Die Existenz aktiver Wurm-Prozesse auf einem Remote-Rechner sollte vor einer weiteren Ausbreitung bestimmt werden, und nur in einem von 15 Fällen sollte eine Reinfektion stattfinden. Dadurch sollten Abwehrmaßnahmen, die nur die Existenz eines Wurm-Prozesses vortäuschten, unterlaufen werden. Aufgrund eines Programmierfehlers geschah die Reinfektion jedoch in 14 von 15 Fällen. Dadurch wurden viele Rechner überlastet und der Wurm wurde wahrscheinlich schneller entdeckt, als dies anderenfalls möglich gewesen wäre.

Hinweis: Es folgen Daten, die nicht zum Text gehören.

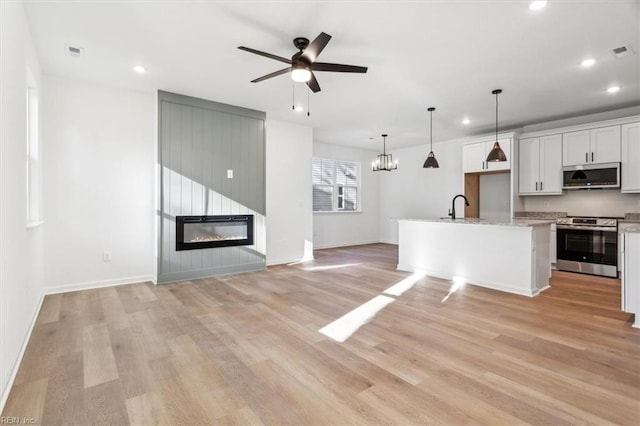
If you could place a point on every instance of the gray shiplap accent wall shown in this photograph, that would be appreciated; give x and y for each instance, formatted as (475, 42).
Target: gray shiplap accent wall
(199, 141)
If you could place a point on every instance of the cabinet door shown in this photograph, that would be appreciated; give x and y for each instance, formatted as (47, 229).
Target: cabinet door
(576, 148)
(553, 245)
(474, 157)
(505, 144)
(630, 168)
(551, 164)
(529, 166)
(605, 145)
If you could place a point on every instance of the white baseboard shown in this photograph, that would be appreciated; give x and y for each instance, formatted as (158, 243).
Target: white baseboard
(344, 244)
(99, 284)
(16, 367)
(288, 261)
(395, 243)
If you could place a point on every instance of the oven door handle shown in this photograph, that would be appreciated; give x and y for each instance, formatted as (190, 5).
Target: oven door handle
(587, 228)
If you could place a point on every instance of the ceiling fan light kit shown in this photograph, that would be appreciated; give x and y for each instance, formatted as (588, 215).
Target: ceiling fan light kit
(303, 63)
(301, 68)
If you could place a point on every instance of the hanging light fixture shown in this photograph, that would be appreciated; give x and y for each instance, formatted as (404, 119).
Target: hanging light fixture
(496, 153)
(384, 161)
(431, 162)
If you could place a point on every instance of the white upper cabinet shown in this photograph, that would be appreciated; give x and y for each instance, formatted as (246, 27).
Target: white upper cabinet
(474, 156)
(630, 167)
(540, 165)
(601, 145)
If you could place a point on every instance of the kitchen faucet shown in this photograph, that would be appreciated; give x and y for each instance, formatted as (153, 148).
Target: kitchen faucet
(452, 212)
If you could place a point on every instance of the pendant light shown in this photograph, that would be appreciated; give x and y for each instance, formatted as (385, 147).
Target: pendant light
(496, 153)
(431, 162)
(384, 161)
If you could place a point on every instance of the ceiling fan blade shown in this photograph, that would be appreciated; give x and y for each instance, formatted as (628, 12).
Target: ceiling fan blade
(265, 54)
(313, 84)
(313, 50)
(273, 74)
(323, 66)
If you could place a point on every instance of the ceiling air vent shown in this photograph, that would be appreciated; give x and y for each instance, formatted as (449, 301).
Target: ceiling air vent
(622, 51)
(74, 51)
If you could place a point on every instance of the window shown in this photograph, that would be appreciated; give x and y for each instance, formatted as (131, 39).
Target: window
(34, 165)
(335, 185)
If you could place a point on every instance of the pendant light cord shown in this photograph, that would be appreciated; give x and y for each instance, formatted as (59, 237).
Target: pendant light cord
(497, 93)
(431, 131)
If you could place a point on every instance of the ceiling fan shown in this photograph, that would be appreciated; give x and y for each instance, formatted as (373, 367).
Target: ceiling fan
(303, 63)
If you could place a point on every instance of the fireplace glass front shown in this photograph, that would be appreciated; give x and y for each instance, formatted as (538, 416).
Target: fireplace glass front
(198, 232)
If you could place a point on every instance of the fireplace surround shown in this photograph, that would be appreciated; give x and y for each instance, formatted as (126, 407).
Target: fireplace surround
(200, 232)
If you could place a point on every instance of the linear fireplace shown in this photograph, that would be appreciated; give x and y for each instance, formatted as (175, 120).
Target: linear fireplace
(198, 232)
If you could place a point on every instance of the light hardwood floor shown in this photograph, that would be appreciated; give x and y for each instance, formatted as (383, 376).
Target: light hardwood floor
(246, 349)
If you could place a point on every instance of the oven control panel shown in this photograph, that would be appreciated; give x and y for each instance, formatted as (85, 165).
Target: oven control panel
(587, 221)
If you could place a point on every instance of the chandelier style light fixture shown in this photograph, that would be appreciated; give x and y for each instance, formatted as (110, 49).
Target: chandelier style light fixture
(384, 161)
(496, 153)
(431, 162)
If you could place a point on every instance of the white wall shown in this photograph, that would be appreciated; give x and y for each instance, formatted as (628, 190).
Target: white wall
(415, 192)
(99, 182)
(495, 195)
(349, 228)
(595, 202)
(289, 210)
(20, 249)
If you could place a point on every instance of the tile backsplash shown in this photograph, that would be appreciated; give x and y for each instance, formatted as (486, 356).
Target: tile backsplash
(595, 202)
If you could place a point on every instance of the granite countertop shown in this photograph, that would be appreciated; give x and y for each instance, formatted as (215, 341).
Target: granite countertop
(476, 221)
(539, 215)
(631, 218)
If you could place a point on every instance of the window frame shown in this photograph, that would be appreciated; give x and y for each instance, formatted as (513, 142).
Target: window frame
(338, 190)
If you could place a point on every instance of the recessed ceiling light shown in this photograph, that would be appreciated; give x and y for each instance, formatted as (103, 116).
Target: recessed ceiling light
(537, 5)
(589, 62)
(74, 51)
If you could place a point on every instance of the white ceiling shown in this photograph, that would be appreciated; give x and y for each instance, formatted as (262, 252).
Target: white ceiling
(446, 54)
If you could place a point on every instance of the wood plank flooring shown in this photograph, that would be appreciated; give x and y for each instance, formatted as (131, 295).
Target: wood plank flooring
(246, 349)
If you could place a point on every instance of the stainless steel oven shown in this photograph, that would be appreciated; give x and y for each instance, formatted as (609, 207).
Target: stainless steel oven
(588, 245)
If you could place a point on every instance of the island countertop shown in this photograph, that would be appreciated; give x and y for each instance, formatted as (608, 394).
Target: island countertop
(477, 221)
(510, 255)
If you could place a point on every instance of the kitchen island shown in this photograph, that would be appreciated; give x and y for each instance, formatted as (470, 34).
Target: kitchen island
(510, 255)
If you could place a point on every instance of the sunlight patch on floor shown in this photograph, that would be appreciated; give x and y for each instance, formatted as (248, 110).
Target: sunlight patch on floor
(401, 286)
(342, 328)
(328, 267)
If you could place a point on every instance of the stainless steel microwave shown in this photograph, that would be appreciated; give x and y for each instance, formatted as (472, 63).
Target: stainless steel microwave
(589, 176)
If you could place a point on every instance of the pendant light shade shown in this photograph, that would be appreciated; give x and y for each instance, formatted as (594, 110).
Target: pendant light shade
(496, 153)
(384, 161)
(431, 162)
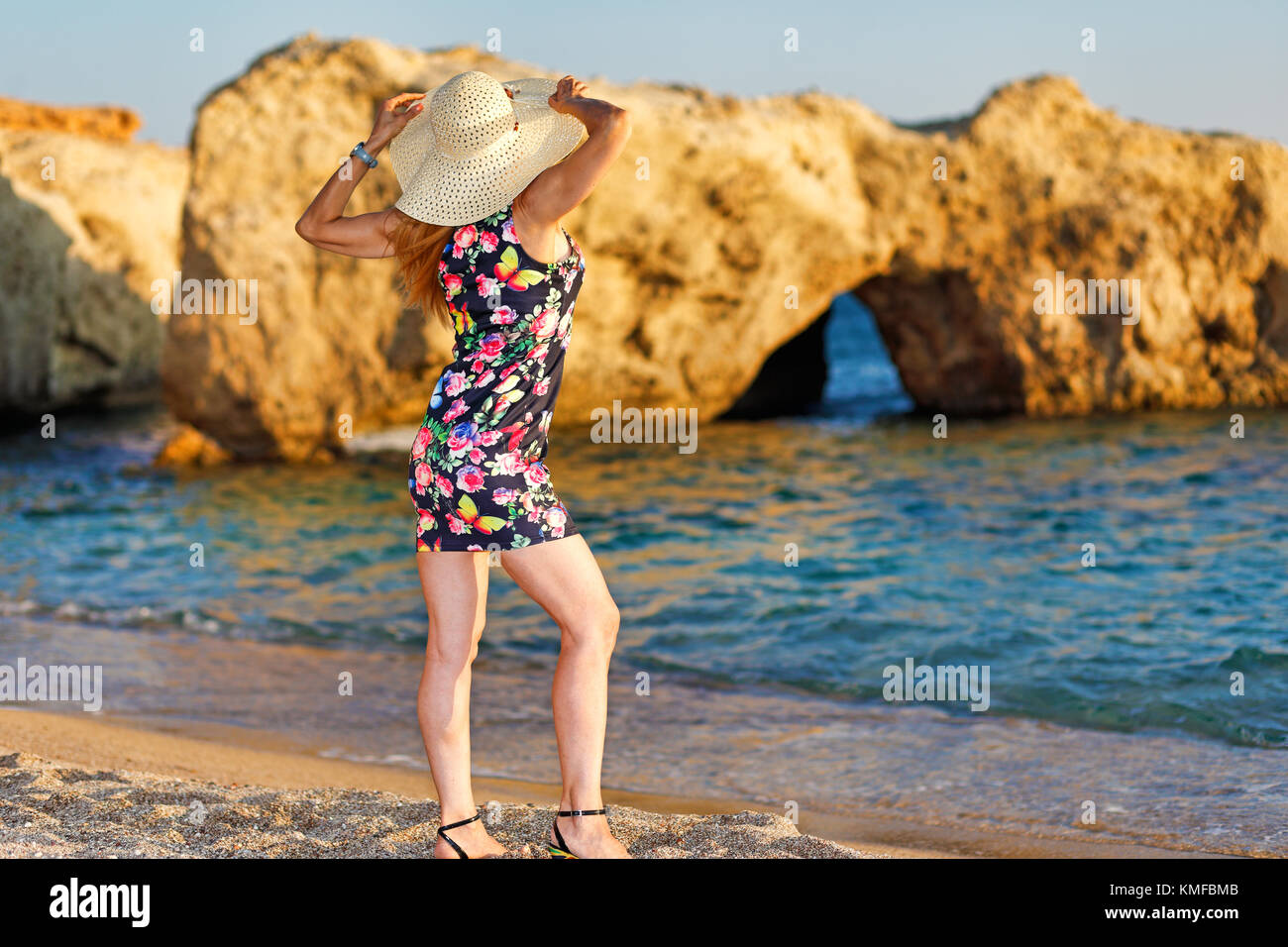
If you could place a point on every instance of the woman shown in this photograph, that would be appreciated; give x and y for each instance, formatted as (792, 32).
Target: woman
(487, 176)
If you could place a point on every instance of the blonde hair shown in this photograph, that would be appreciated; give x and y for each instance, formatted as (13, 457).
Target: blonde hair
(419, 249)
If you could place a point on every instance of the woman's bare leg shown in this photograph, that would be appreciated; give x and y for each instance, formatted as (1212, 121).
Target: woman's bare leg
(563, 578)
(455, 587)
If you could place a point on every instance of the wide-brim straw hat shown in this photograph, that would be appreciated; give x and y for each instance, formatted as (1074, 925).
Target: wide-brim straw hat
(463, 158)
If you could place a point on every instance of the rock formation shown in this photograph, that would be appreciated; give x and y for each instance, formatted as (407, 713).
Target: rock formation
(90, 223)
(106, 123)
(725, 231)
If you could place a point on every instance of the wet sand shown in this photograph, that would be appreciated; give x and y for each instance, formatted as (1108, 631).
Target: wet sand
(72, 785)
(77, 788)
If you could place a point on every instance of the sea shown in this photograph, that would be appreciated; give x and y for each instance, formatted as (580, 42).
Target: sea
(1115, 583)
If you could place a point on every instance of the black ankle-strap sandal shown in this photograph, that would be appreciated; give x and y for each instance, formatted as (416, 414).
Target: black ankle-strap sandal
(561, 851)
(442, 834)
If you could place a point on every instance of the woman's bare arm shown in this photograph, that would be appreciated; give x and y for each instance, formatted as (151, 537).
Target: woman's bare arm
(558, 189)
(366, 235)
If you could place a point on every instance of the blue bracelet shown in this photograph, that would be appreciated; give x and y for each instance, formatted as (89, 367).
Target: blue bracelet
(362, 154)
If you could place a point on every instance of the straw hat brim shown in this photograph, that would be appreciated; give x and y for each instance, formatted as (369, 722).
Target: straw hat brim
(438, 189)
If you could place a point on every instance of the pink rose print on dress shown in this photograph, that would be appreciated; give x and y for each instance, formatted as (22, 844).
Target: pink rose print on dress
(458, 408)
(423, 437)
(477, 464)
(469, 478)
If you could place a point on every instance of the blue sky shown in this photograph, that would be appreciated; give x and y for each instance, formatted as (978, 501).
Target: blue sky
(1186, 64)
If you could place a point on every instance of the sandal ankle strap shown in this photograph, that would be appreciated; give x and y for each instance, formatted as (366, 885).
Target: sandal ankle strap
(476, 817)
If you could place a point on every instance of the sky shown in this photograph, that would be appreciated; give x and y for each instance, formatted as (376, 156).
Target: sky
(1203, 65)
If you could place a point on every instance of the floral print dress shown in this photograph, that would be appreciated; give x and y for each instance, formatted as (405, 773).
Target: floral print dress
(477, 472)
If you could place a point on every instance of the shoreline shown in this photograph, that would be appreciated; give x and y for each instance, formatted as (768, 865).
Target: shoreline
(204, 759)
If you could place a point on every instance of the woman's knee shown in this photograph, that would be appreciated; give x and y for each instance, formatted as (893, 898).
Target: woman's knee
(454, 646)
(596, 628)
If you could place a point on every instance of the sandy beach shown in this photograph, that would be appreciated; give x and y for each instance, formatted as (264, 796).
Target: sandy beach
(77, 788)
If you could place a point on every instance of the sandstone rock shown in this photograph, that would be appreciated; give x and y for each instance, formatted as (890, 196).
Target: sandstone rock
(90, 226)
(724, 231)
(107, 123)
(189, 447)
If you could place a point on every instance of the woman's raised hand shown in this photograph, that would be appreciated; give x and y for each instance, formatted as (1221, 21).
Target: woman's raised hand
(393, 116)
(566, 91)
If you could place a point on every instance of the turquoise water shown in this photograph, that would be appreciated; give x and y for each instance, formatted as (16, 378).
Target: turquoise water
(958, 551)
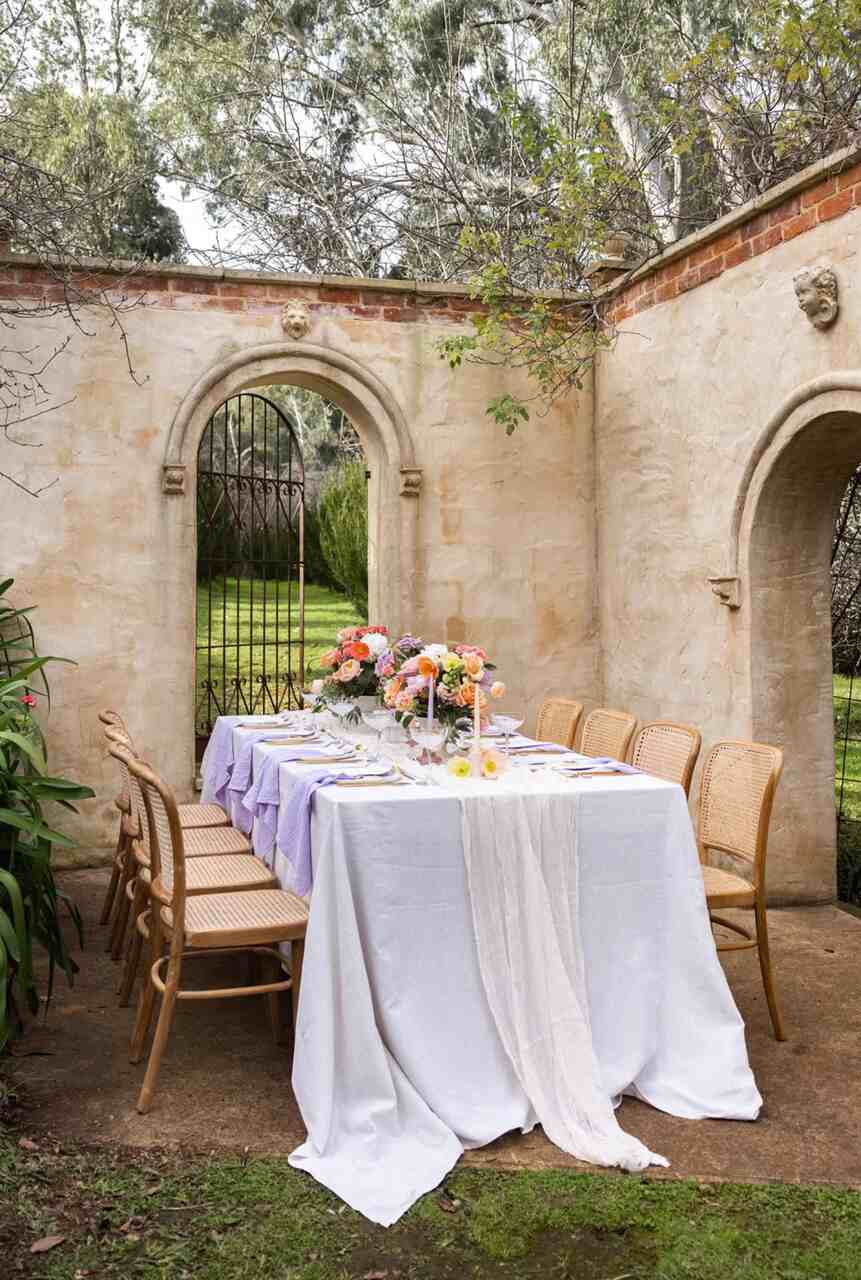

Auch noch über ein Jahr nach der Freisetzung wurden Aktivitäten von Wurm-Prozessen im Internet festgestellt. Dies kann auf die Verfügbarkeit des Quellcodes bzw. der zugehörigen Dateien zurückgeführt werden. In einigen Fällen waren die offensichtlichen Programmierfehler korrigiert worden.[4]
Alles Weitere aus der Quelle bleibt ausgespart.